Larry Page, billionaire co-founder of Google and its parent company Alphabet, has had a pretty good track record for philanthropic giving during the holidays over the last several years. In 2015, he gave away about $94 million through his foundation, then in the following year, he added about $35 million to the sum and did it again. In 2017, $180 million was contributed to various causes in Christmas gifts from Page's foundation. Altogether, Vox reports that Page has donated an ostensibly impressive $2 billion to his Carl Victor Page Memorial Foundation, much of it during the holiday season. But according to that report, little if any of this money is actually going straight to charity, but instead to something called DAFs, or donor-advised funds, a practice that some say is being used to dodge financial accountability in charitable endeavors.
When a philanthropist like Page starts a non-profit foundation, it's required by federal law to give away at least five percent of its assets every year, or it could lose its tax-exempt non-profit status. Donor-advised funds are essentially "charitable checking accounts" that allow for large lump sum donations to be dispensed by whoever writes the checks over time. They allow such philanthropists to "give away" money that they still have a measure of control over rather than actually giving it away, all while still counting such sums towards the five percent rule.
You can see how this works by taking a look at the Carl Victor Page Memorial Foundation's financial giving for the year 2017 (the most recent for which tax records are available). That year, the foundation gave less than a million dollars directly to charity, with a $1,000 gift to the American Cancer Society, almost $100,000 to a non-profit called the New Venture Fund, and nearly $800,000 to fund free flu shots for students in Oakland, California. Not chump change for most people, perhaps, but significantly less than what a foundation with a $3 billion foundation needs to give away to hang onto its tax exemptions.
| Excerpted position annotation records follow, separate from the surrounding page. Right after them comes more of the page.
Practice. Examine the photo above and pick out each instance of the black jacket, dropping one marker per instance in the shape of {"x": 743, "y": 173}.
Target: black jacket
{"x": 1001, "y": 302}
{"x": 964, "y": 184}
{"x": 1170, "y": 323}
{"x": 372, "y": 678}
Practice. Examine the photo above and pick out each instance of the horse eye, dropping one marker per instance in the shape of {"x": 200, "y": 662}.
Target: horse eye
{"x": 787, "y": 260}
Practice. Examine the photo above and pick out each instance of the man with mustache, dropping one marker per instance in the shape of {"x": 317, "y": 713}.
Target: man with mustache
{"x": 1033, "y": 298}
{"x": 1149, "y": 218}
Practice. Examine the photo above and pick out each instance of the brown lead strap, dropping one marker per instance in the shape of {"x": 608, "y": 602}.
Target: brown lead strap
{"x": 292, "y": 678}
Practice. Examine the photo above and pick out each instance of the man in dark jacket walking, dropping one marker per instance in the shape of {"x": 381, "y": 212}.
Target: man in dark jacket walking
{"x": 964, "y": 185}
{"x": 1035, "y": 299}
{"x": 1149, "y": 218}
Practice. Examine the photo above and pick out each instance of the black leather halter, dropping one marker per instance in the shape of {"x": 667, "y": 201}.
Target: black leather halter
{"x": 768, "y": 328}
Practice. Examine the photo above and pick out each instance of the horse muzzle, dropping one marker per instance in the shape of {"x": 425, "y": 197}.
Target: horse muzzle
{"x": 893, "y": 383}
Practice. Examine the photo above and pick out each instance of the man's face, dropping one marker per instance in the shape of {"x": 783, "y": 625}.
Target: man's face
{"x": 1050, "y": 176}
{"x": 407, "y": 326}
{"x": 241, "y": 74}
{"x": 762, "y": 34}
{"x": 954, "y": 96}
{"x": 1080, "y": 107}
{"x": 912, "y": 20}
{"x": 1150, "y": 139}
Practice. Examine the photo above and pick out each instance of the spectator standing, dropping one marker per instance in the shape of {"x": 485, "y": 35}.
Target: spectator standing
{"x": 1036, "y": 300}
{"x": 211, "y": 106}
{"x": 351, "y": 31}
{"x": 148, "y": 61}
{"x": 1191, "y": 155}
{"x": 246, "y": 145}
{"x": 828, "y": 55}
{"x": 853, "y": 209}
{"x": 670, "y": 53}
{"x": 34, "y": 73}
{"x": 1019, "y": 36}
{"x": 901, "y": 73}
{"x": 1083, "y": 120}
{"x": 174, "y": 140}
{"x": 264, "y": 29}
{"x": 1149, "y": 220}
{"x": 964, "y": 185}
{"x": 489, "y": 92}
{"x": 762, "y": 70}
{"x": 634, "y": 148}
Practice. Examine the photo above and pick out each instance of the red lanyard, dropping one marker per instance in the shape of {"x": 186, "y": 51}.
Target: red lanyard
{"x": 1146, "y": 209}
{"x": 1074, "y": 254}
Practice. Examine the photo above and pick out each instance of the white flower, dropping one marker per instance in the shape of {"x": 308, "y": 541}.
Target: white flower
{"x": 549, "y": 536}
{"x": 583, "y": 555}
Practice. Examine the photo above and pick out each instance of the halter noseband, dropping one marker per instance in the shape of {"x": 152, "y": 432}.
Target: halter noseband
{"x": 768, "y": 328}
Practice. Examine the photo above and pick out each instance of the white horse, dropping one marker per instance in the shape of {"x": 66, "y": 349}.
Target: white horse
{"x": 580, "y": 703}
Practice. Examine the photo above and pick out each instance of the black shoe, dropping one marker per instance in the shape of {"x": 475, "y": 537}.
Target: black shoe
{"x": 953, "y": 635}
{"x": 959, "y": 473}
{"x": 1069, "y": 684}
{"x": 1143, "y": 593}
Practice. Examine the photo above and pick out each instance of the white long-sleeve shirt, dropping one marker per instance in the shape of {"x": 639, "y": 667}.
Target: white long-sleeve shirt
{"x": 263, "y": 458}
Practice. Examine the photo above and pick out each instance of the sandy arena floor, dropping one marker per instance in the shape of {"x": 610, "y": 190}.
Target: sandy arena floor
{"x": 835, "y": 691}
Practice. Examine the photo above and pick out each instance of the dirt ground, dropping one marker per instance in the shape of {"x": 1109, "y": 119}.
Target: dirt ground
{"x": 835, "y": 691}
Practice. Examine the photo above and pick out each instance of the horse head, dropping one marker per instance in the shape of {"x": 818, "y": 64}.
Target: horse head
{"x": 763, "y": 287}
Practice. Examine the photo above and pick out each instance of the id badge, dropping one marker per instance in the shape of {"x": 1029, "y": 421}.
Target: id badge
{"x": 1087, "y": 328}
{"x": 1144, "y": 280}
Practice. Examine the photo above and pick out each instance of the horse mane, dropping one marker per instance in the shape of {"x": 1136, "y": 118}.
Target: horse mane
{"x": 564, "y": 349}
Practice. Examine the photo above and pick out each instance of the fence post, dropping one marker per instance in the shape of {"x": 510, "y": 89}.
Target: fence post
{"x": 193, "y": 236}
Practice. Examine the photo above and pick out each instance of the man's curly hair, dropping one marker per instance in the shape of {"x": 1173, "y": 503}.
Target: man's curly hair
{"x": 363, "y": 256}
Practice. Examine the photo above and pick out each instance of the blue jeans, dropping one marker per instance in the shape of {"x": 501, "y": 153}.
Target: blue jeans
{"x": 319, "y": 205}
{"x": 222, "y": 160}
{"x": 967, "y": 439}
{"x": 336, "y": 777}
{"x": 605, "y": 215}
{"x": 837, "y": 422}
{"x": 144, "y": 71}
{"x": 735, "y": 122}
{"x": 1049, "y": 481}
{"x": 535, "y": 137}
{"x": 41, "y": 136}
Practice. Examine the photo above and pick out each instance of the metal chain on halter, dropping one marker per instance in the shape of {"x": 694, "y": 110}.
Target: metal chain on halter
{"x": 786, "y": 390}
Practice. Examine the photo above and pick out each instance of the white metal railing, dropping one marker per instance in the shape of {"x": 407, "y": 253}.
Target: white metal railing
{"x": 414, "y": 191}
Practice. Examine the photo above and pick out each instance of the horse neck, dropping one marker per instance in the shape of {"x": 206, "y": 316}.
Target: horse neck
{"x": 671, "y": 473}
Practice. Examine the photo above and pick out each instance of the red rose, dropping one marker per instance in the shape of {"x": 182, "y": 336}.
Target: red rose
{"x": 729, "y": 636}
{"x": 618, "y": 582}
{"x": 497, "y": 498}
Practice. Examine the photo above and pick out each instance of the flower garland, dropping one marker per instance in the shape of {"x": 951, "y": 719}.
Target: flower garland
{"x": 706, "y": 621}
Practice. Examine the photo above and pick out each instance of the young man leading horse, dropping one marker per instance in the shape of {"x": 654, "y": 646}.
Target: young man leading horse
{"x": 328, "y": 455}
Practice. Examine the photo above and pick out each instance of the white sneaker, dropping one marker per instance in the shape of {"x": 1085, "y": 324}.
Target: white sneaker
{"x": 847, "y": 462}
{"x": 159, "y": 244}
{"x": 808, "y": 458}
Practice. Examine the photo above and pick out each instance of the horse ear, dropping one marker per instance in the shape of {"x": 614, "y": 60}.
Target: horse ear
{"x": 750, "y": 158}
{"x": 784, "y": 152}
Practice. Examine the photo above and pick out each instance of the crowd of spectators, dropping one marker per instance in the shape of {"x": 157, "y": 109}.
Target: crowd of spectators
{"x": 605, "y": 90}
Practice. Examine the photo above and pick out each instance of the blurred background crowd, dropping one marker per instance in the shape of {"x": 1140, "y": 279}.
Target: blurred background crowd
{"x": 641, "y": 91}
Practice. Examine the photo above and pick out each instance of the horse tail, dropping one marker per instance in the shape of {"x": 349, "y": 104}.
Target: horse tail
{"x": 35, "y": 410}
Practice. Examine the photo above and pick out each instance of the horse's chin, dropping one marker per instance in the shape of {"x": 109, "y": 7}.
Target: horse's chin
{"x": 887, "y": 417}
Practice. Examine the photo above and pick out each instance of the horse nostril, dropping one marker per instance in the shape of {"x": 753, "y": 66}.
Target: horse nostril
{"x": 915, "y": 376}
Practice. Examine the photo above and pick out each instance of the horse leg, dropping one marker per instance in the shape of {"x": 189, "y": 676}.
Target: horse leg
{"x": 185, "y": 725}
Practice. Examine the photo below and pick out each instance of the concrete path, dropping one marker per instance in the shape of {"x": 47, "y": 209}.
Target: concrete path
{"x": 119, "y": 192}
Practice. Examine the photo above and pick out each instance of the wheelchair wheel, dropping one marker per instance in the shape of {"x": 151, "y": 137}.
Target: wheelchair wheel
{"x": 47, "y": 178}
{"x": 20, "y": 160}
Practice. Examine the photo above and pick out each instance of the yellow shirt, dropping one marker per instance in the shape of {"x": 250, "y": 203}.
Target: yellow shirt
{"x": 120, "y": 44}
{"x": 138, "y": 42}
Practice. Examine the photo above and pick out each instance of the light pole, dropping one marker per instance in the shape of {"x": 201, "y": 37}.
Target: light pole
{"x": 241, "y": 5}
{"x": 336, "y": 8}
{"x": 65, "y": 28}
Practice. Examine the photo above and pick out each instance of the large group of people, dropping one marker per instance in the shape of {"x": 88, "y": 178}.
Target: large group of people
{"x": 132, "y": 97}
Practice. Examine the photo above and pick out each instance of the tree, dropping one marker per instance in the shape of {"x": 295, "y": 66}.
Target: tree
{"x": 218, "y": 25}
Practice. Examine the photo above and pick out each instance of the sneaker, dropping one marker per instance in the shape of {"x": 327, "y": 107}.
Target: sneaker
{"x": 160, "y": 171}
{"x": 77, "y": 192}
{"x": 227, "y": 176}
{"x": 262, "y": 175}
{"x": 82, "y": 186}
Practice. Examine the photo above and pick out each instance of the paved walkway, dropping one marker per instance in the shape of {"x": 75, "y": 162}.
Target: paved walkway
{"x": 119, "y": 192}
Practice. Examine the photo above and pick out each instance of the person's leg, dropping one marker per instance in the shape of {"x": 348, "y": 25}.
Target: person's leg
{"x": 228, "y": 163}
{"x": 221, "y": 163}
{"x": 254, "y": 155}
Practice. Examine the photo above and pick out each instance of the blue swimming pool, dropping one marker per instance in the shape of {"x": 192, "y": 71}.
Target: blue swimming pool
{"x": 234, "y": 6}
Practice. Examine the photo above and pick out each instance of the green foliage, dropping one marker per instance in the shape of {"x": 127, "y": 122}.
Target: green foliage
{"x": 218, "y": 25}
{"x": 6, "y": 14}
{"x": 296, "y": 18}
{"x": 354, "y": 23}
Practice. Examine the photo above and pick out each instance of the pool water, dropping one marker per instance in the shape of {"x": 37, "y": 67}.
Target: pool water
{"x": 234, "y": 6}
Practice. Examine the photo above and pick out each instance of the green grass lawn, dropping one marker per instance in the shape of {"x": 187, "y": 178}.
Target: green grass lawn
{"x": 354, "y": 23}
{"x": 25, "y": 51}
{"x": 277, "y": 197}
So before the end of 2017, with an encroaching deadline that could have brought with it millions of dollars worth of taxes, the foundation announced gifts of $100 million to National Philanthropic Trust, and $80 million to Schwab Charitable. These two entities both control a large amount of DAFs for their respective clients, and are supposed to represent a stop for charitable funds on their way to actual good causes.
But what happens to the money once it hits those DAFs isn't a matter of public record, but is instead essentially a matter of trust that these funds will be used to benefit other non-profits. The money doesn't still belong to the philanthropist in question, but he or she can still exercise advisory control over it, and there is no legal requirement for these DAFs to disclose how much they give or to which organizations.
Altogether, Vox says that of the $2 billion (mostly in stock in Google and Alphabet) Page has given to his foundation over the years, only four percent has gone directly to any non-profit instead of to a DAF first.
Page is far from the only billionaire to use DAFs in his philanthropy projects, but few if any lean as heavily on the practice as Page has in recent years. Al Cantor, who works as a consultant for non-profit orgs, says that the accounts essentially represent a financial loophole for wealthy philanthropists to meet their giving thresholds without actually giving the money away:
"It makes a mockery of the rules governing foundations…I think in virtually every case it's some kind of last-minute realization that they haven't met their 5 percent and they dump it into a DAF, or it's a conscious effort to avoid public scrutiny. And both of those really are not legitimate reasons. It may be legal, but it shouldn't be."
DAFs are completely legal, even if the money that goes into them to meet the non-profit giving threshold never sees the light of day again, but advocates for the funds say that there are legitimate reasons to use them in philanthropy and not all DAF contributions are simply glorified tax dodges. They can be used as an easy way for multiple charitable organizations to pool funds together, for instance, or as a way to hang onto money for some sort of long-term plan – which may in fact be what Page is doing. In the meantime, the practice is facing increasing scrutiny and public criticism, but it remains to be seen how Page and other philanthropists respond to this, if at all.